An Open Letter to ... Kristin & Jay

Dear Kristin & Jay,

Hey, listen, we get it, every relationship has its ups and downs, and sometimes divorce is the best option for the family as a whole.

While you undoubtedly have a prenuptial agreement that will determine how your assets are to be divided, there’s a good chance that it is silent as to what happens to your estates in the event that one of you dies before the divorce is finalized.  Let’s talk about that.

In most states, including Tennessee where you both live, a divorce will nullify any testamentary provision for the benefit of an ex-spouse, including the nomination of the ex-spouse as an executor or other fiduciary.  The laws of most states also revoke any beneficiary designations on securities, life insurance policies and retirement plans in favor of an ex-spouse.
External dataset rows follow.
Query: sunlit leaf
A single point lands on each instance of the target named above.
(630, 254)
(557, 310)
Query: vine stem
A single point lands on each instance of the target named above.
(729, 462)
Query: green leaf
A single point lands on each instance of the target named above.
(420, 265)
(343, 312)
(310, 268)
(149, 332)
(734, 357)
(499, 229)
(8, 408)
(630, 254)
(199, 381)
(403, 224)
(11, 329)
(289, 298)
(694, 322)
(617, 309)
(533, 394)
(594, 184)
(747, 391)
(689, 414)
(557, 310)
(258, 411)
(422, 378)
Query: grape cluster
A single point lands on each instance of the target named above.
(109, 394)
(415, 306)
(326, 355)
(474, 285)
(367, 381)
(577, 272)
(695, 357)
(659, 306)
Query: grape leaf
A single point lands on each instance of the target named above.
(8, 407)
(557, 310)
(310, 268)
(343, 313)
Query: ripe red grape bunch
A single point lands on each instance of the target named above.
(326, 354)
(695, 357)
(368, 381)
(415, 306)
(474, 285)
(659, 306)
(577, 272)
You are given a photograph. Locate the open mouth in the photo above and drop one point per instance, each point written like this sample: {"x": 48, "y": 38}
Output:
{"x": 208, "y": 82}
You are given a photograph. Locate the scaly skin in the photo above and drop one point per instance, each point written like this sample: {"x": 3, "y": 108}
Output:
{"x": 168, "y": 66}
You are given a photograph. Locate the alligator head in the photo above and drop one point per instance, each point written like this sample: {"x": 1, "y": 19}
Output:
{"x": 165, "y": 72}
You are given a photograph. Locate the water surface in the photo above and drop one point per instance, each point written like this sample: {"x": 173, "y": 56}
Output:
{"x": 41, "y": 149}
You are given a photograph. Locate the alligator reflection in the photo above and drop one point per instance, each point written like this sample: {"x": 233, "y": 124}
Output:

However, these laws only cut off a spouse’s right to inherit when the divorce has been finalized — not while it is pending.  Which means that if either of you were to die before your divorce is finalized, the other would inherit the deceased spouse’s assets to the extent that he/she provided before filing for divorce, i.e., when you both still liked each other.  It is unlikely that either of you would want the other to inherit the bulk of your assets at this point — you probably would want them to be held in trust for your children, out of reach of your ex and any subsequent spouse he or she may have in the future.  While you cannot disinherit your spouse completely, here are some things you can do:

(1) Update your estate planning documents.

·  Remove your soon-to-be-ex and any of his/her family members as fiduciaries of your estate.  You should each remove the other executor of your estate under your Last Will and Testament, and update the trustees of the trusts for the benefit of your children as well.

·  Revoke any health care proxies and powers of attorney in favor of your soon-to-be-ex.

·  Update the guardianship provisions of your Wills.  If you no longer want your children to be raised by your ex-sister-in-law, now is the time to make the change.

·  Update beneficiary designations.  For some accounts, such as 401(k)s, you may need your spouse’s consent to remove him/her as a beneficiary, but for other accounts, such as non-retirement brokerage accounts, you can change the beneficiary to whomever you like. 

(2)  Be strategic.  In most states, including Tennessee, you cannot disinherit your spouse; even if you do not provide for each other in your Wills, the surviving spouse will still be entitled to a portion of your estate.  But there are still some things you can do to minimize your ex’s rights to your estate:

·  Joint assets often count against the portion the survivor is entitled to.  If what you own together is valued at an amount equal to or greater than what your spouse would get under the law, you can leave all assets owned in your individual name to whomever you like.

·  Cherry-pick your assets.  If you own assets that are more valuable, desirable or appreciable than others, make sure that those go to your kids and designate less desirable assets towards your spouse’s portion.

·  Waive your rights in the other’s estate.  Under Tennessee law, you cannot disinherit each other — unless one or both of you agree to be disinherited.  Depending on the balance of assets between you,   maybe you don’t care if you are disinherited by the other, especially if the deceased spouse’s assets will be held in trust for your kids anyway.

(3) Extend your plan to the next generation.  If your ex inherits your assets upon the death of one of your descendants, then you haven’t really cut him/her out of your estate plan.  For example, if a child were to post-decease you, unmarried and without children, and his/her trust provided that any property was to be distributed to his/her “next-of-kin”, then that property will end up with your ex.  Ensure that the trusts for your descendants provide that all trust funds stay in you line of descent.      

Although reality TV may be scripted, divorce is about as real as it gets.  Make sure that your divorce plan contemplates your estate plan! 

Yours truly,

Lori & Cassandra

This article represents a hypothetical for educational purposes only. Douglass Law does not purport to represent Kristin Cavalleri and/or Jay Cutler, nor does Douglass Law represent that Kristin Cavalleri and/or Jay Cutler endorses Douglass Rademacher LLP in any capacity.